Al netto del comparto energetico, i prezzi registrano invece un aumento congiunturale modesto (+0,1%) e una crescita tendenziale più contenuta (+0,5%; era +0,3% a novembre).
Sul mercato estero i prezzi aumentano dello 0,1% su base mensile (+0,2% area euro, -0,1% area non euro). Dello 0,4% su base annua (+0,3% area euro, +0,8% area non euro).
Nel quarto trimestre 2024
Nel quarto trimestre 2024, rispetto al precedente, i prezzi alla produzione dell’industria crescono dell’1,6% (+2,3% mercato interno, +0,3% mercato estero).
A dicembre 2024 …
A dicembre 2024, fra le attività manifatturiere, gli aumenti tendenziali più elevati si rilevano per i settori industria del legno, della carta e stampa (+1,5% mercato interno, +6,1% area euro), coke e prodotti petroliferi raffinati (+4,9% area non euro), computer, prodotti di elettronica e ottica (+4,6% area euro, +2,4% area non euro), altre industrie manifatturiere, riparazione e installazione di macchine e apparecchiature (+1,5% mercato interno, +4,4% area non euro) e prodotti chimici (+3,3% area euro).
Le flessioni tendenziali più ampie riguardano il settore coke e prodotti petroliferi raffinati (-4,7% mercato interno, -4,9% area euro).
Sul mercato interno, tornano a crescere su base annua i prezzi della fornitura di energia elettrica e gas (+3,6%, da -2,0% di novembre).
In media, nel 2024 i prezzi alla produzione dell’industria diminuiscono del 4,2% (-5,7% nel 2023); la flessione è molto più ampia sul mercato interno (-5,7%; era -8,3% l’anno precedente) che su quello estero (-0,6%; +2,0% nel 2023).
I prezzi alla produzione delle costruzioni edifici residenziali e non
A dicembre 2024, i prezzi alla produzione delle costruzioni per “Edifici residenziali e non residenziali” registrano un aumento congiunturale modesto (+0,1%) e una flessione tendenziale in attenuazione (-0,6%, da -1,3% di novembre).
Quelli di “Strade e Ferrovie” sono stazionari su base mensile e diminuiscono dello 0,7% su base annua (da -1,2% del mese precedente).

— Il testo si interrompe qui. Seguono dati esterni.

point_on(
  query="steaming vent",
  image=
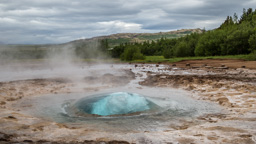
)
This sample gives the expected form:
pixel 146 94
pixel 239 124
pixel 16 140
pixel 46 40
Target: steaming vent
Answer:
pixel 112 104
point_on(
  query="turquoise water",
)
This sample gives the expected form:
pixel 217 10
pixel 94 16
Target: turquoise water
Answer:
pixel 120 103
pixel 117 103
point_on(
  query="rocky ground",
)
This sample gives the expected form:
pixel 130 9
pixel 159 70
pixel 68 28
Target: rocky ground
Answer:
pixel 232 86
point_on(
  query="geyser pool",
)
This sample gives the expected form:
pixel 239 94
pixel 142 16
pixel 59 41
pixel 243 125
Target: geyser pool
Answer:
pixel 118 103
pixel 147 109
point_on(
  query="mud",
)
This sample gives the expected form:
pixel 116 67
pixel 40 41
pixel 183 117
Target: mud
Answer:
pixel 234 89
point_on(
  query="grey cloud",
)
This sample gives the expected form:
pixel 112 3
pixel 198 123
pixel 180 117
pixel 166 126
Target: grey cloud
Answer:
pixel 58 21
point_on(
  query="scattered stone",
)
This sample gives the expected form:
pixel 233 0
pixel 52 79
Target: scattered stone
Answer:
pixel 208 67
pixel 221 67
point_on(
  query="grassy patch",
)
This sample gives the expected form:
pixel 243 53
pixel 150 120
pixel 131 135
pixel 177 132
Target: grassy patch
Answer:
pixel 155 59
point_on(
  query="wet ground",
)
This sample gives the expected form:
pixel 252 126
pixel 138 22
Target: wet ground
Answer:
pixel 233 89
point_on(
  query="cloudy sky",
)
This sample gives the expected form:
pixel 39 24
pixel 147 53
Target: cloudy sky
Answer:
pixel 59 21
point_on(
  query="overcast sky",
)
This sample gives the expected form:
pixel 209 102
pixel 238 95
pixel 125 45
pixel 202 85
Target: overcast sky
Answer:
pixel 59 21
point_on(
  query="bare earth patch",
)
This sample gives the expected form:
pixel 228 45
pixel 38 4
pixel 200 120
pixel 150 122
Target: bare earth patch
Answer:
pixel 234 89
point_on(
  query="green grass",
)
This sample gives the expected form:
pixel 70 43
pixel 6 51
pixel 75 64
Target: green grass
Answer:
pixel 155 59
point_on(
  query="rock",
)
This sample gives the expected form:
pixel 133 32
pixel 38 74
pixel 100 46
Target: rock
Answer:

Nella media del 2024, i prezzi alla produzione di “Edifici residenziali e non residenziali” flettono dell’1,1%, quelli di “Strade e Ferrovie” dell’1,6% (rispettivamente +1,4% e -0,6% nel 2023.
Il commento
A novembre, i prezzi di produzione dell’industria si confermano in crescita su base mensile, sostenuti dai rialzi dei prezzi del comparto energetico (in particolare della fornitura di energia elettrica e gas) sul mercato interno.
Al netto di tale comparto, i prezzi sono stazionari.
L’ulteriore riduzione della flessione su base annua si deve ancora principalmente all’attenuarsi della dinamica tendenziale negativa dei prezzi della componente energetica sul mercato interno.
Su tale mercato, la flessione tendenziale dei prezzi dei beni intermedi si riduce ulteriormente (-0,2%, da -0,6% del mese precedente).
I prezzi dei beni strumentali sono pressoché stazionari mentre la crescita su base annua dei prezzi dei beni di consumo si attesta sul valore di ottobre (+1,3%).
Per le costruzioni, i prezzi sono sostanzialmente stabili su base mensile; su base annua, la loro flessione si attenua.